The tears came immediately, blurring Van’s body. There were no words he could’ve said that would’ve hurt me more. It was a slap to a beautiful part of our history together.

After the first time we had sex, he tried to rebuff me and I knew it was because he was scared to develop a connection. He was such a dick and tried to scare me off by showing me just how mean he could be. “Now that you’re wearing my sweat on your skin, you’ve sort of lost your shine. Time to move on.”

That didn’t hurt me then and the memory of it doesn’t hurt me now.

But what tore my soul from my body when he said those words just now was because we had made a joke of it.

Me being shiny to him.

I often asked, “Am I still shiny?” and he’d always tell me I was the shiniest.

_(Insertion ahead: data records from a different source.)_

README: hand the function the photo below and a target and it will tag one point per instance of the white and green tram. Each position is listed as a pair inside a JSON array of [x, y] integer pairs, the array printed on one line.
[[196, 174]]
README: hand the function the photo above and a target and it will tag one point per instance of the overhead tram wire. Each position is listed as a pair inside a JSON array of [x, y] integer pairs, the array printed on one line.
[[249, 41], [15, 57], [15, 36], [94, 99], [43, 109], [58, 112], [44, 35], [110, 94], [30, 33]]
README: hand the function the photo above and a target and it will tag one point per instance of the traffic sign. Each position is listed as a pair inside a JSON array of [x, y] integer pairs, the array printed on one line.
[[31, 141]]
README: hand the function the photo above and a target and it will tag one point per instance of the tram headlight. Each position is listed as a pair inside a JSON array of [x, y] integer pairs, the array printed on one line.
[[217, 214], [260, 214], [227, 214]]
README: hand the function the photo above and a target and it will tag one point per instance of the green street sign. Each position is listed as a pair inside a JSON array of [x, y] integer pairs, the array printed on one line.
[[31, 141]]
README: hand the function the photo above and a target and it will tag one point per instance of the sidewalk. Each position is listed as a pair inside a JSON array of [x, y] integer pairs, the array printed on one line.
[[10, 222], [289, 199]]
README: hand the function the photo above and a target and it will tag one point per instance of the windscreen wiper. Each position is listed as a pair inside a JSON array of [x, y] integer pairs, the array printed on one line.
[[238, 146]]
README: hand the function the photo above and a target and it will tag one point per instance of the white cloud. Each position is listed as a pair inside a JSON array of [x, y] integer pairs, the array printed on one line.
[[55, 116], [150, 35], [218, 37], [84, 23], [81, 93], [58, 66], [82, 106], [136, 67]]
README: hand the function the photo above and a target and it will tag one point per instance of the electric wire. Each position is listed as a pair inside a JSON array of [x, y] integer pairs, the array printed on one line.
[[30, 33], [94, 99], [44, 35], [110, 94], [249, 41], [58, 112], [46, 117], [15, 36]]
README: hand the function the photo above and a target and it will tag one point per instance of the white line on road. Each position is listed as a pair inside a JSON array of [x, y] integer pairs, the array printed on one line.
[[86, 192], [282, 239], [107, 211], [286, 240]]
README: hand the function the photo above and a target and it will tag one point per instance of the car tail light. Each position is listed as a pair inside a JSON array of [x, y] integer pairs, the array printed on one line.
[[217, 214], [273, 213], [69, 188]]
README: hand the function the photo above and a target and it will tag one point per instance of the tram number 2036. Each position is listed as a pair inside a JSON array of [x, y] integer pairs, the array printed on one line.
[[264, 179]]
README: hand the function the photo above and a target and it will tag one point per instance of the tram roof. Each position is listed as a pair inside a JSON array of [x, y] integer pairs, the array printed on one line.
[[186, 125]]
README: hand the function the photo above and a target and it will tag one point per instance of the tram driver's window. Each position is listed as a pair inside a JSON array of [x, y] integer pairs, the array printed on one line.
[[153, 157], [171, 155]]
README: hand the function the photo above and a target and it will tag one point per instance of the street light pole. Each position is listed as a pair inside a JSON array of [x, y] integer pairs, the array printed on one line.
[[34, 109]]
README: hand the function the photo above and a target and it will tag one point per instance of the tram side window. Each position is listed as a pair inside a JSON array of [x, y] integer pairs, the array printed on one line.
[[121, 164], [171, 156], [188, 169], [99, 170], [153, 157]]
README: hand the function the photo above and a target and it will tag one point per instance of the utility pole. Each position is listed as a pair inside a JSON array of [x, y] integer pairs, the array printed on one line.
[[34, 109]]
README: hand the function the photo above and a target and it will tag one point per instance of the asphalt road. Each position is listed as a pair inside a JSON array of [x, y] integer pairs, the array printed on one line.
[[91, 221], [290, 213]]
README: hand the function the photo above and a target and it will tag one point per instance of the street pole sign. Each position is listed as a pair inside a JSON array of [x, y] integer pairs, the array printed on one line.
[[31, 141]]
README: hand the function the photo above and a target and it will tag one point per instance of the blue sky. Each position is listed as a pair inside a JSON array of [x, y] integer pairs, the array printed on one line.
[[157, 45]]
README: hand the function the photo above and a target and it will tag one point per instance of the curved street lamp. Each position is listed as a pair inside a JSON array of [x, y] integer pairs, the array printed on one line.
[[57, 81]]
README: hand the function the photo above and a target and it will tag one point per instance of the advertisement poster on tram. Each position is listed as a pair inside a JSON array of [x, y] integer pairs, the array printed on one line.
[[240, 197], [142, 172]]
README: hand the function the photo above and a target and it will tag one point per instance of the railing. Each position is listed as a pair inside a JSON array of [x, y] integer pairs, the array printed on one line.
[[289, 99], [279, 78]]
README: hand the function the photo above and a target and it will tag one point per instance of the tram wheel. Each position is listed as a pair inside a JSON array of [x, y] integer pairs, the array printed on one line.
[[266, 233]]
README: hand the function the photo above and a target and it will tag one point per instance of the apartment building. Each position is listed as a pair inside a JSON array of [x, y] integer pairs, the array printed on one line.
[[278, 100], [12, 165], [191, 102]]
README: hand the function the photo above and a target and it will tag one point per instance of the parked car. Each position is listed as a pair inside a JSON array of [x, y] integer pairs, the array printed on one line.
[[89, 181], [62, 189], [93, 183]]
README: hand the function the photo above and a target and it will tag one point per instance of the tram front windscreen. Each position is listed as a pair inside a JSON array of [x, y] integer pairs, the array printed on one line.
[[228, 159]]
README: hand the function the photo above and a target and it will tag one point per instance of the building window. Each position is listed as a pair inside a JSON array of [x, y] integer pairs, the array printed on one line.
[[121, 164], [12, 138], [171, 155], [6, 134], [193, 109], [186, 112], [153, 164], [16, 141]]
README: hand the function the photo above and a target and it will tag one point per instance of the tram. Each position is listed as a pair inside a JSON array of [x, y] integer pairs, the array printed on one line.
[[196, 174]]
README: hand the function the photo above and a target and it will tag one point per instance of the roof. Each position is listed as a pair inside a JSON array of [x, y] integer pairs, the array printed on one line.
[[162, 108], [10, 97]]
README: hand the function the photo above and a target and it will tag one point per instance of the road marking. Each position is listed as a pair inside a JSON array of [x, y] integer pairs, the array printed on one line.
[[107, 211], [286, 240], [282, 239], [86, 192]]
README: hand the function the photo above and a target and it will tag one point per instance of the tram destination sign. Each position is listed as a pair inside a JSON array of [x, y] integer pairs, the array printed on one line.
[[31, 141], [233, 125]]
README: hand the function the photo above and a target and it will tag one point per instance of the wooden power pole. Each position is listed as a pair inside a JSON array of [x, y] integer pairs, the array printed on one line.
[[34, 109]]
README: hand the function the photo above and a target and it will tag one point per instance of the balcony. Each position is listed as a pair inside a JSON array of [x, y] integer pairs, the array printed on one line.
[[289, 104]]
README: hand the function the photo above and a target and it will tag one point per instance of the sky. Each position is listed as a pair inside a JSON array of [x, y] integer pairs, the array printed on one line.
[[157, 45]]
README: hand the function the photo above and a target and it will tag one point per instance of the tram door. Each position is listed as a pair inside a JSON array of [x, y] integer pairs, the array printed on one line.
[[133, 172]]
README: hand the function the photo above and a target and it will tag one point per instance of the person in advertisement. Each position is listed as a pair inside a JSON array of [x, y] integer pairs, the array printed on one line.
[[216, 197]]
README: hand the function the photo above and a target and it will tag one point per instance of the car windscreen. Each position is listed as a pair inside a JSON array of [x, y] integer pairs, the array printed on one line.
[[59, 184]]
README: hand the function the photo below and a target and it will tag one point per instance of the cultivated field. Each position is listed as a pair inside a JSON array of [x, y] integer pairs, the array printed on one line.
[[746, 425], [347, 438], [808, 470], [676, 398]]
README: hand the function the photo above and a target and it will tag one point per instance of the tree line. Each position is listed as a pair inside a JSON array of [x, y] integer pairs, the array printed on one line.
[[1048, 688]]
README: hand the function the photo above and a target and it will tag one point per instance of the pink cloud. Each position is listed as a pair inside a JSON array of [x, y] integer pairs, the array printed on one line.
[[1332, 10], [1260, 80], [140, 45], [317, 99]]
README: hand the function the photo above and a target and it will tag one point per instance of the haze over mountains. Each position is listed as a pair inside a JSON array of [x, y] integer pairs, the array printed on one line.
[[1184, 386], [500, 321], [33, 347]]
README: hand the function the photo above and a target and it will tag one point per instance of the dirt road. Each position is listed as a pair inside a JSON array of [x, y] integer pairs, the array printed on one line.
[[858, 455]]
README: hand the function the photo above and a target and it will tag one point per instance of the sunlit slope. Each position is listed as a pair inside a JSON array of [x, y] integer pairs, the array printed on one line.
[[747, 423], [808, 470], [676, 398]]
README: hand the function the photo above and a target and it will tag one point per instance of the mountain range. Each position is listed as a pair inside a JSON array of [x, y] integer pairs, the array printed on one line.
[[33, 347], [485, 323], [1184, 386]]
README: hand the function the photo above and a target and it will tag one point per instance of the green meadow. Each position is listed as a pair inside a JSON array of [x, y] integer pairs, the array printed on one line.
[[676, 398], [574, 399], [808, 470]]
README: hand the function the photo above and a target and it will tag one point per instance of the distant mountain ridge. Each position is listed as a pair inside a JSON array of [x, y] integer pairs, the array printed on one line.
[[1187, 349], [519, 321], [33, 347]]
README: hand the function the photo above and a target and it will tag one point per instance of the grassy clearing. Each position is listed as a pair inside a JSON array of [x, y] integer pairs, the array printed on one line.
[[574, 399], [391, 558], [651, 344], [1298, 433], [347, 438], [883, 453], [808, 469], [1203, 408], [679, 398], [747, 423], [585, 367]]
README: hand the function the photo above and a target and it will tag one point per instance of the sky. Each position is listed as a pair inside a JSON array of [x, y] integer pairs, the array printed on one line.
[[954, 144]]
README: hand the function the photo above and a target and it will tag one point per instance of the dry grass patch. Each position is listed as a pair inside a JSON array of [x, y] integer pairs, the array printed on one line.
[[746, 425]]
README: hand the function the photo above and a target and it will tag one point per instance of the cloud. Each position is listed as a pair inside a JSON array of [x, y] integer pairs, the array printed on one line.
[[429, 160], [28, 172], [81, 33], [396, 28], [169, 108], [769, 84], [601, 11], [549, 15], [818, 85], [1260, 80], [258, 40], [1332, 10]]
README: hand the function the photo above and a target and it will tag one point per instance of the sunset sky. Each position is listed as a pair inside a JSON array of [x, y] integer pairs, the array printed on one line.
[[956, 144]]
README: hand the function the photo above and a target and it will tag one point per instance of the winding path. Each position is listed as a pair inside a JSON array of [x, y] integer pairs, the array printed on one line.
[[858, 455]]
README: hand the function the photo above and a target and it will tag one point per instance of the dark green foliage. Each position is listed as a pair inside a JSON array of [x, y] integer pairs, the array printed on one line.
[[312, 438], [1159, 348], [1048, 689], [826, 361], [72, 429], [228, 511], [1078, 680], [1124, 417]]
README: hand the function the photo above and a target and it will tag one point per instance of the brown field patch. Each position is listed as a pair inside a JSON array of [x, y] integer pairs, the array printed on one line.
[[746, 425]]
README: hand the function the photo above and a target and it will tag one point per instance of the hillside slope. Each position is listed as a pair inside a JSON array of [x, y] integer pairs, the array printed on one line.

He’d often tell me that would never change. It was a promise of forever.

I cried freely, for once not hiding my sadness from my husband. Through the layer of tears, I watched as Van walked away.

Right out the front door and I heard his truck rumble out of the driveway.

He never came back.

Well… at least not when I was home. I went to work the next day, hardly able to concentrate on my projects. I pretty much spent the entire time in my head, figuring out how to make my husband see reason. By the time I left, I had resolved that this was going to be a long-haul battle and I would dig in deep. Van was not getting away from me.

Except when I got home, he shattered all of that. His drawers and closet were empty and there was a note on the kitchen table, short and to the point.